Embrace the mystery of the unknown

This opening game is not underwhelming. It’s unfamiliar. For many of you, it’s probably uninteresting.

Let’s face it, students: Memorial Stadium’s one-year sabbatical and last year’s losing season don’t have you as excited about football. The Big Game loss definitely plays a small role too, even if you successfully blocked that one out (sorry to those that had). And now student attendance has to be lowered because of the limited AT&T Park seating capacity.

Can “gamedays” successfully take place in a city across the Pacific Ocean from the stadium? How many students have the nerves/guts/gumption to continue the gameday experience and go BARTying? And then after that, navigate San Francisco?

Well, it’s clear that hardly any students (and apparently alumni, just look at the ticket sales) are going to make the trip on Saturday because it costs an extra $30 and a ride all the way to Candlestick Park. Beer-stained big screens are always on, though, and that’s an acceptable way to watch football. I still encourage you to go (it’s an NFL Stadium! Kind of… School spirit, maybe?) but the inability to predict anything about this game should give you at least one reason to watch.

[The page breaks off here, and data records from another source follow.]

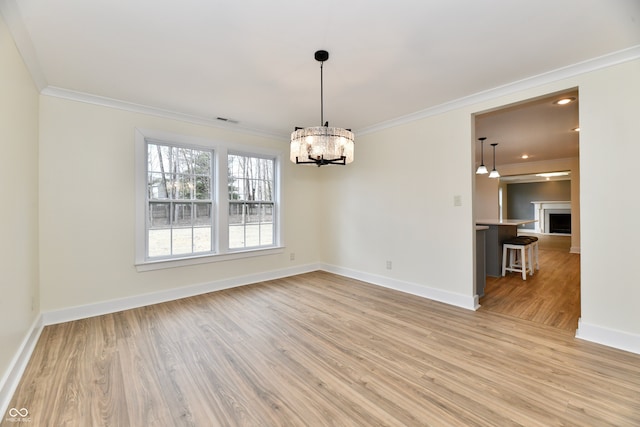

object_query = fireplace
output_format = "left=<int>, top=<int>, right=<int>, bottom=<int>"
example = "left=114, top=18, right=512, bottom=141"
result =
left=531, top=201, right=571, bottom=234
left=549, top=213, right=571, bottom=234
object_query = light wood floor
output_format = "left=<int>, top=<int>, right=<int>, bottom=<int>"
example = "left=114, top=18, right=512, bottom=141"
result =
left=480, top=235, right=580, bottom=331
left=4, top=271, right=639, bottom=426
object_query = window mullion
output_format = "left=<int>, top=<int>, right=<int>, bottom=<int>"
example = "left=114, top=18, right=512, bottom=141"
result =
left=217, top=146, right=229, bottom=253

If you’re a college football fan, you will be tempted to turn to the Texas-sized Oregon-LSU showdown (foreshadowed by a bar fight that jailed the Tigers’ starting quarterback) that takes place in Jerry Jones’ $1.15 billion Cowboys Stadium in Dallas; A game John Madden would probably give a BOOM! Rating.

But wait, I’ll try to save you.

Sure I’ll be peeking at the Pac-12-SEC throwdown from the press box, but if you don’t focus on the Cal game, you may miss out on the debut of perhaps the most uncharacteristic Jeff Tedford-coached team since he took over the program ten seasons ago.

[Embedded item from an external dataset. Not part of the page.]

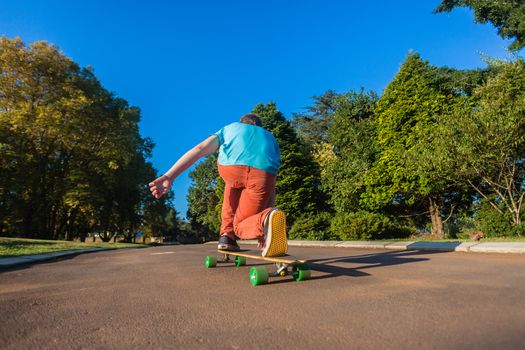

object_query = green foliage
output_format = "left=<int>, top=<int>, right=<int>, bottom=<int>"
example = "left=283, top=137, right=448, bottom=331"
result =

I said perhaps. Coach Tedford has even let us know that starting quarterback Zach Maynard can move and knows how to avoid absorbing any big hits. His freshman year statistics at Buffalo lead us to believe that he can be turned loose. How loose? We’ll see, but Maynard is not Tedford’s prototypical pocket passer.

See, the Bears have a dynamic receiving corps and both a running back (Isi Sofele) and receiver (Keenan Allen) that excel in the open field. The coaches are, as they should be, comfortable with the ball in Allen’s hands. He wasn’t Cal’s leading receiver last season (that was the Bears’ other weapon, Marvin Jones) but he’s got that big-play ability that spreads out opposing defenses which in turn opens up the field for the rest of the offense. Maybe this will trigger Jeff Tedford’s tricky side, a side that helped elevate the program once upon a time.

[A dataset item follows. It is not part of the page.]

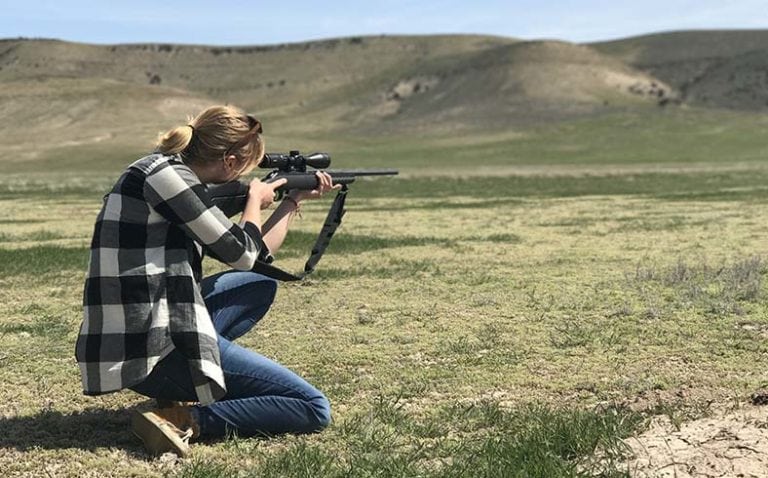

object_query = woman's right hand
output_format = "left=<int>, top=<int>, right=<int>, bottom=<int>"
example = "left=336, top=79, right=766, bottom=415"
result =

So what are we going to see? End-around handoffs? Lots of screen passes? More direct snaps? I have no idea (though I hope most of that direct snap business left with Andy Ludwig) but more lateral movement and maybe a flea-flicker could be in stock. All in all, it should be more creative. I mean, it has to be after last year’s struggles even with a player of Shane Vereen’s caliber running the ball.

The defense has the personnel to be one of the strongest units in the Pac-12; it just needs to avoid the meltdowns that, especially with NFL draftees Cameron Jordan and Mike Mohamed, were far too frequent last season. For you locals, you can throw your support behind Dan Camporeale — the sophomore walk-on and Lafayette native who surprisingly won a starting outside linebacker job.

Your expectations are probably low. You’re not that different from the pundits nationwide.

But none of that matters at this point. What matters is that it’s the beginning of football season and that everybody lines up even. Don’t lose faith yet since there may be reasons to get excited in a hurry.